# Tokyo Olympics 2021 Media Rules and Restrictions



## canonmike (Jun 10, 2021)

On June 8, AP wrote an article covering media rules for upcoming Tokyo Olympics, starting in July 2021. Here is an excerpt from that article, showing what all media must do to comply with the 2021 Olympic media restrictions. I feel for the upcoming Olympic photographers and reporters that will be covering this event, as they work to comply with these Olympic restrictions and safety precautions. 


The government and the IOC ... keep saying they’re holding a safe Olympics,” Oshitani was quoted saying in the Times of London. “But everybody knows there is a risk. It’s 100% impossible to have an Olympics with zero risk.”

Toshiro Muto, the CEO of the organizing committee, warned that media entering Japan from abroad could be monitored by GPS to make sure they follow the rules that will be spelled out in the third edition of the so-called Playbooks due out later this month.

Muto said media would be tested twice before they left home, and for several days after they enter Japan. He said they would have to sign a “pledge” to follow the rules, and would be restricted from free movement for the first 14 days.

“If any violations are found, measures such as suspension or deprivation of accreditation and deportation proceedings will be strictly applied,” Muto said.

He said reporters’ phones could be tracked with GPS to see if rules had been broken.
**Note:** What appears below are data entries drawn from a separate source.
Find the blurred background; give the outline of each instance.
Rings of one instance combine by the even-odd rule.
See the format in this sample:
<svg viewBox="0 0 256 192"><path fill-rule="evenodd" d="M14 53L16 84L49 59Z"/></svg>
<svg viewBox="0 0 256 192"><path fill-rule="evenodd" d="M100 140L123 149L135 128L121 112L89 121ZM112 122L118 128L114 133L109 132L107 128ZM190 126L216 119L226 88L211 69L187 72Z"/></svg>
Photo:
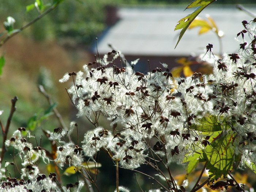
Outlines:
<svg viewBox="0 0 256 192"><path fill-rule="evenodd" d="M52 3L43 1L45 4ZM184 68L178 67L187 65L191 65L193 71L210 73L210 67L200 63L198 56L204 53L208 43L214 45L213 51L217 55L224 52L237 51L240 43L234 41L234 38L244 29L241 22L249 21L254 17L248 12L238 9L237 5L242 3L247 10L256 14L256 3L255 0L214 2L199 16L209 23L209 16L206 16L209 14L216 24L217 33L216 27L213 30L210 28L208 31L205 31L207 34L200 35L198 35L199 28L188 30L174 49L180 31L174 31L174 29L180 19L193 11L183 11L192 1L65 0L49 14L11 38L0 48L0 56L4 56L5 61L0 76L0 110L4 110L0 117L4 125L11 99L14 96L19 98L8 138L18 127L33 130L39 138L42 134L42 129L52 131L60 127L53 115L38 120L50 107L46 98L38 91L39 84L42 85L51 95L66 125L68 126L71 121L78 123L80 140L84 133L93 128L85 119L76 118L76 109L65 89L71 83L60 84L58 80L66 72L82 70L83 65L95 60L96 37L101 56L114 49L120 50L128 62L140 58L136 65L136 71L148 70L147 60L149 60L151 68L161 67L160 62L166 63L169 68L176 67L174 72L177 75L185 75L182 72ZM38 15L35 9L26 11L26 6L34 1L0 0L0 23L11 16L16 20L15 29L27 24ZM3 25L0 25L0 33L4 30ZM102 118L102 121L103 125L106 120ZM0 138L1 143L1 140ZM47 139L43 137L42 140L44 145L45 143L49 147ZM108 158L103 153L100 155L102 159ZM105 189L104 191L113 191L114 163L108 159L101 163L102 166L98 185L102 190ZM177 167L174 171L185 172L182 166ZM143 169L143 166L141 169ZM246 177L244 181L251 184L256 179L253 175L247 180L247 173L237 174L241 179ZM71 178L63 177L66 180ZM129 187L132 191L138 191L133 173L121 170L120 177L127 178L120 181L121 185ZM138 177L144 190L157 187L149 186L152 181L148 178ZM76 178L75 176L74 182Z"/></svg>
“We can use the GPS and if they’re going to places outside the business destinations, that will become very apparent,” he said. “After 14 days they can engage in the normal media activity and coverage.”


----------



## R1-7D (Jun 10, 2021)

Sounds like a great time...


----------



## privatebydesign (Jun 11, 2021)

That doesn’t sound onerous to me. I work in places that have had 14 day isolation quarantines in force for months. No pledges to be good and limit movements, no freedom of movement at all! You spend 14 days in government approved accommodation entirely isolated, your meals are brought to you and left outside the door.

If I am going to another country I fully respect their rights to limit my ’freedoms’ as they see fit to best protect their population. 14 days in quarantine and then be allowed ‘normal’ freedom to move within the country is perfectly fine by me and an across the board science based limitation in today’s world.

But there are many countries that are much more restrictive than these Japanese rules.

What is sad is the inevitability of somebody, probably a competitor, that thinks their excellence and performance means the rules don’t apply to them and will break those rules they freely agree to before going there.


----------